Sadly, it is not immediately easy to work out which protein is which as we lose the protein IDs during the process. The plots don't require this.

Interesting afternoon with lots to think about.

Some nice productive playing with R.

Some more questions come to mind:

Will the SDS data generate the same hierarchy cluster as the NP40 data?
Is there a way to evaluate distance? Do the values mean anything? I guess you can average this and then divide by the average. This might give some sort of outlier information...

That's enough for today.

Hierarchial clustering...

For Suliman's manuscript, we have been asked to do some more statistical analysis. The reviewer particularly recommended hierarchial clustering.

Thinking about it and learning a little bit more about what is involved suggests some possible questions:

Can we cluster our patients based on proteomic data?
What proteins determine the hierarchies?

Some issues about normalisation come to mind.

An interesting PDF is located at www.microarrays.ca/services/hierarchical_clustering.pdf‎. This said that "the idea of this method is to build a hierarchy of clusters, showing relations between the individual members and merging clusters of data based on similarity."
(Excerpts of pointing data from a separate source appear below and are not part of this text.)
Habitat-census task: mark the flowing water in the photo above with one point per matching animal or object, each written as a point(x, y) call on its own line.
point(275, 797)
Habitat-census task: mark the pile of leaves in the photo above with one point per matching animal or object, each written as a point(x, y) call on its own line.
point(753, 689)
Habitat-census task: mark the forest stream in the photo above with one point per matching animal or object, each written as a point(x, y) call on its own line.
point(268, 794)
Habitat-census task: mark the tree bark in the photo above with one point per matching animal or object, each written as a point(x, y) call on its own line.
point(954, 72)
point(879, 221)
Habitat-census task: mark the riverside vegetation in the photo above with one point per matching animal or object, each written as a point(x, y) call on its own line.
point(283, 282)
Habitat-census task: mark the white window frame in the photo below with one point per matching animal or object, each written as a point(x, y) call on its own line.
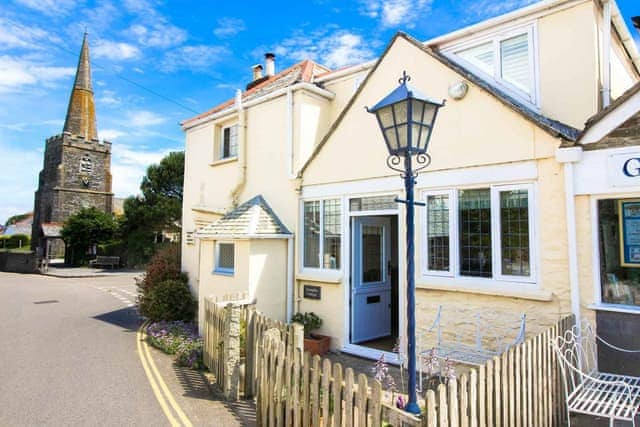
point(496, 233)
point(224, 270)
point(220, 145)
point(321, 267)
point(453, 226)
point(495, 78)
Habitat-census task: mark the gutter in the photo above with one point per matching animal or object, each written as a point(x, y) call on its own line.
point(569, 156)
point(271, 95)
point(606, 53)
point(242, 150)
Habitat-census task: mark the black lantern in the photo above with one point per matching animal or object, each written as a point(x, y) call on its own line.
point(406, 119)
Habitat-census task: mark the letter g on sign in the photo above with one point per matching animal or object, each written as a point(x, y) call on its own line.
point(631, 167)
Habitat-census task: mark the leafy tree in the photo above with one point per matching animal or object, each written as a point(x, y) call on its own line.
point(85, 229)
point(157, 210)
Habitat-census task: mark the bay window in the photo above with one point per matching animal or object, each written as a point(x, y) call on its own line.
point(481, 233)
point(322, 234)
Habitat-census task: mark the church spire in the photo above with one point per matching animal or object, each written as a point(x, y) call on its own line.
point(81, 113)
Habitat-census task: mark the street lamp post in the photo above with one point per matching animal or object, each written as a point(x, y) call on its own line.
point(406, 120)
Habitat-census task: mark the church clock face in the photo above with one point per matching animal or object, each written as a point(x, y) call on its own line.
point(86, 170)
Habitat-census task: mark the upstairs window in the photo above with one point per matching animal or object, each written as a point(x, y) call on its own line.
point(507, 59)
point(228, 142)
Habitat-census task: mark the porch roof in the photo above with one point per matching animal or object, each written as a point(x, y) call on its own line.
point(252, 219)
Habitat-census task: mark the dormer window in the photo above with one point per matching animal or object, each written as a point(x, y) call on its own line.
point(506, 59)
point(228, 147)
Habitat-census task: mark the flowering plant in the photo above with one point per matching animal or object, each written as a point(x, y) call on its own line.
point(179, 338)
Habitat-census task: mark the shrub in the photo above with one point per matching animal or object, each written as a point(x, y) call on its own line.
point(173, 300)
point(309, 320)
point(169, 300)
point(178, 338)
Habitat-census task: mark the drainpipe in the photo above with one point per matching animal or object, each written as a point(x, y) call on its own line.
point(290, 295)
point(606, 53)
point(569, 156)
point(242, 150)
point(290, 133)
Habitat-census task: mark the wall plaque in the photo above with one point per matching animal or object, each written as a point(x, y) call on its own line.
point(312, 292)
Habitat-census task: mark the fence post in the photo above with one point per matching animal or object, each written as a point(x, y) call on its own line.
point(298, 337)
point(231, 356)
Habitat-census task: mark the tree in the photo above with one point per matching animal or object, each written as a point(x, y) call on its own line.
point(157, 210)
point(86, 229)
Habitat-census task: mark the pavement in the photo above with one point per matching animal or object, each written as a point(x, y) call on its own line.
point(72, 355)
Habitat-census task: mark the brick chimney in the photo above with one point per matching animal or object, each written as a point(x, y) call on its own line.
point(257, 72)
point(270, 63)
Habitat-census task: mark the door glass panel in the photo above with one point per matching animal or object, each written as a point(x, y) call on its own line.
point(372, 253)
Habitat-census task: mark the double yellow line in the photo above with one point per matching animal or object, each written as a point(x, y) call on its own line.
point(170, 407)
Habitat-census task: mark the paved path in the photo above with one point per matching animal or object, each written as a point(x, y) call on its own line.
point(70, 357)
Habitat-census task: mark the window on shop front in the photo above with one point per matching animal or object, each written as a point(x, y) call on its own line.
point(322, 234)
point(619, 244)
point(480, 232)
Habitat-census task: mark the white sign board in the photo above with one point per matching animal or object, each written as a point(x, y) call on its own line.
point(623, 170)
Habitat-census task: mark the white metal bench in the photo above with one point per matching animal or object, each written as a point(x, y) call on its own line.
point(473, 340)
point(588, 391)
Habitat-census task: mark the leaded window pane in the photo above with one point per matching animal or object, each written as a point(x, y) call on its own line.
point(474, 210)
point(332, 228)
point(312, 234)
point(514, 232)
point(226, 256)
point(438, 232)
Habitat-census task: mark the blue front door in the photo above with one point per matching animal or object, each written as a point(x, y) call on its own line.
point(371, 279)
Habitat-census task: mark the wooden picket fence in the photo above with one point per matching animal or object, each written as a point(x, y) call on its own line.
point(296, 390)
point(520, 388)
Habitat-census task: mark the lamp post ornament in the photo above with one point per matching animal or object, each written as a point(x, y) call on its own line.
point(406, 119)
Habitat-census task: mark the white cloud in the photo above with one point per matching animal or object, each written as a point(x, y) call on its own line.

A key concept is a "distance metric" which is a measure of similarity. There are different measures of correlation. Two common ones are the Euclidean and the Pearson correlations. Euclidean distance looks at just the numbers while the Pearson correlation looks more at trends. This can give very different patterns.

Other measures of distance include: maximum, Manhattan, Canberra, binary and Minkowski.

"For more gene expression experiments you will likely find Pearson correlations to be more appropriate."

This website here talks about using R for hierarchial clustering.

It talks about various linkage methods: single, median, average, centroid, Ward's, McQuitty's.

Euclidian Distance:- Square root of sum of squares of attribute differences.

This is going to be a learning curve!!!

Tuesday 6 May 2014

Making arrays in different ways....

In order to extract data for multiple proteins, there is a requirement to work with data from multiple proteins.
The question is how to arrange this data.
This is not an trivial question.

When I was extracting the Feature data for one protein, I extracted:

type[i]
desc[i]
stat[i]
start[i]
end[i]

in separate arrays and then I used the "array" function to stitch these all together. This worked well because it held each feature in a separate array and then held the feature list together as well.

I could delete a row when I wanted to remove a whole feature.

However, when I tried to do this for multiple proteins, I used the "push" function. Added the information as individual pieces. Now, when I try to delete, it doesn't remove a row but rather just the individual items.

So "push" and "array" are very different.